El Carnicero tenía la costumbre de interceptar la señal de radio de la policía siempre que estaba en el D.C., y era difícil que se le pasara por alto aquel caramelito. «Aquí se va a montar un sarao de mil pares de cojones», se dijo inmediatamente. Operaciones Especiales contra Rescate de Rehenes. Le encantaba.

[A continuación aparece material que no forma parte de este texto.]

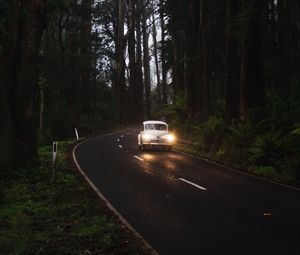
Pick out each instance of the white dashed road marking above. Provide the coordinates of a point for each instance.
(193, 184)
(137, 157)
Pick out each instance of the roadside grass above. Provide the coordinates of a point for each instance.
(267, 172)
(41, 215)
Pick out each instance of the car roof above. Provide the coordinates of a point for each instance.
(154, 122)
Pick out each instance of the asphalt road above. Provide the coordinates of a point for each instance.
(184, 205)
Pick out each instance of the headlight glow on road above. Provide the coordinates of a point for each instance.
(170, 138)
(147, 136)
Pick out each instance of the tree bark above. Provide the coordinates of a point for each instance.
(155, 53)
(146, 60)
(120, 60)
(232, 62)
(19, 113)
(163, 57)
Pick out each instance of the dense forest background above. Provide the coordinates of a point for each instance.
(224, 74)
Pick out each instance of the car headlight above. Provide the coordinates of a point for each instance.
(170, 138)
(146, 136)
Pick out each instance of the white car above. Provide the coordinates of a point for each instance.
(155, 134)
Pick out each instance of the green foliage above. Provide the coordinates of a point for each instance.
(43, 216)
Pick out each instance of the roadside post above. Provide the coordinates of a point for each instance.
(76, 133)
(54, 153)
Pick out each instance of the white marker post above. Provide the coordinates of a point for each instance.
(76, 133)
(54, 153)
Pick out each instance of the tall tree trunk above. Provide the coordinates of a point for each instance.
(133, 94)
(146, 60)
(252, 90)
(155, 53)
(139, 72)
(163, 56)
(85, 52)
(232, 62)
(120, 60)
(204, 83)
(19, 83)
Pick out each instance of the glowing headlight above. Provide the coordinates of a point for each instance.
(146, 136)
(170, 138)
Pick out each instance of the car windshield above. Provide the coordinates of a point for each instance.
(155, 127)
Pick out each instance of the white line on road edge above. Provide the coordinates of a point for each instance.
(236, 171)
(137, 157)
(193, 184)
(147, 246)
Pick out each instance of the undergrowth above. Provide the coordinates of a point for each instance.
(39, 215)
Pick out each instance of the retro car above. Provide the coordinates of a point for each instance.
(155, 134)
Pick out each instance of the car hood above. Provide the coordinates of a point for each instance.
(155, 132)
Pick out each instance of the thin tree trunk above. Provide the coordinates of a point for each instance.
(155, 52)
(232, 63)
(146, 67)
(163, 57)
(19, 83)
(204, 63)
(139, 72)
(120, 61)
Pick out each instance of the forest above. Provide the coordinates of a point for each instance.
(225, 75)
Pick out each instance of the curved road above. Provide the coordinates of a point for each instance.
(184, 205)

A lo largo de los últimos años, había ido limitando el tipo de trabajos que aceptaba: «currar menos, cobrar más». Tres o cuatro encargos gordos al año, más algún que otro favor a los jefes. Con eso tenía de sobra para pagar las facturas. Además, el nuevo Don, Maggione Junior, no era precisamente su fan número uno. La única pega era que echaba en falta la emoción, los viajes de adrenalina, la acción constante. ¡Conque allí estaba, de invitado en el baile de la poli!

Se iba riendo mientras aparcaba su Range Rover a una docena de manzanas del escenario del probable tiroteo. Sí, señor, el barrio estaba que ardía. Ni siquiera a pie pudo acercarse por la avenida Kentucky a menos de unos cuantos bloques. De camino a la escena del crimen, ya había contado más de dos docenas de furgonetas de la policía metropolitana aparcadas en la calle. Aparte de unas cuantas más de coches patrulla.

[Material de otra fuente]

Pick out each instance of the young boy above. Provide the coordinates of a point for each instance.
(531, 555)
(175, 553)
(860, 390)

Luego vio gabanes azules del FBI; probablemente, serían los chicos de Rescate de Rehenes, que habrían venido de Quantico. ¡Joder! Se suponía que eran unos figuras, que llegaban allí sólo los mejores. Igualito que él. La cosa prometía, y no se lo habría perdido por nada del mundo, aunque para él fuera un poco peligroso estar aquí. Después identificó varios vehículos de puesto de mando. Y en la «zona restringida» o perímetro interior, creyó distinguir al tipo a cargo de la operación.

Entonces, Michael Sullivan vio algo que hizo que se detuviera y que se le acelerara ligeramente el corazón. Un tío con ropa de calle hablando con uno de los agentes del FBI.

Sullivan conocía a aquel notas, el que iba de paisano. Se llamaba Alex Cross, y, en fin, él y Sullivan habían compartido un par de momentos. Y luego se acordó de otra cosa: Marianne, Marianne. Uno de sus asesinatos —y fotos— favoritos.

La cosa se ponía mejor por momentos.